Scotland is hoping to change this.
On Tuesday, Scotland launched a six-month-long pilot program that would provide sanitary products to 1,000 low-income women, The Scotsman reported. The program was launched by Community Food Initiatives North East (CFINE), which is a social enterprise and charity in Scotland.
The targeted participants come from women's health and housing charities and four schools. The program hopes to expand to the whole country.
"It's been quite clear the cost of sanitary products are pricey at the best of times and can be exorbitant for many women who don't have cash to spare," Dave Simmers, the chief executive of CFINE, said to The Scotsman. "The overwhelming reason for women and people in general suffering poverty is the implementation of welfare reform."
Teaching unions in Scotland reported students missing school because of their periods. According to BBC, young girls have resorted to wrapping their underwear with socks or a whole tissue roll because their families couldn't even afford food, much less sanitary products.

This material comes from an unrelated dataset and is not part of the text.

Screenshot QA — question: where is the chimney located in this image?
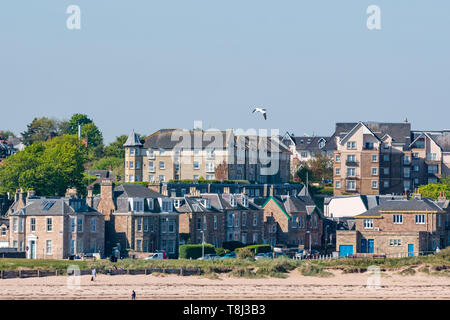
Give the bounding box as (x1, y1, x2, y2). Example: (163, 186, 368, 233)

The story is even worse in other parts of the world, such as Kenya, where girls have to use rags or newspapers because sanitary pads are so expensive, HuffPost reported.
"Access to period products such as tampons and napkins is a human right for women and girls, a right that is hugely constrained by poverty, stigma, and abuse," Dr. Marsha Scott, the chief executive of Scottish Women's Aid, said, according to The Scotsman.
Hopefully, other countries will follow suit. No woman or girl should have to miss school or a day at work because they cannot afford sanitary products. But that's just what happens all over the world.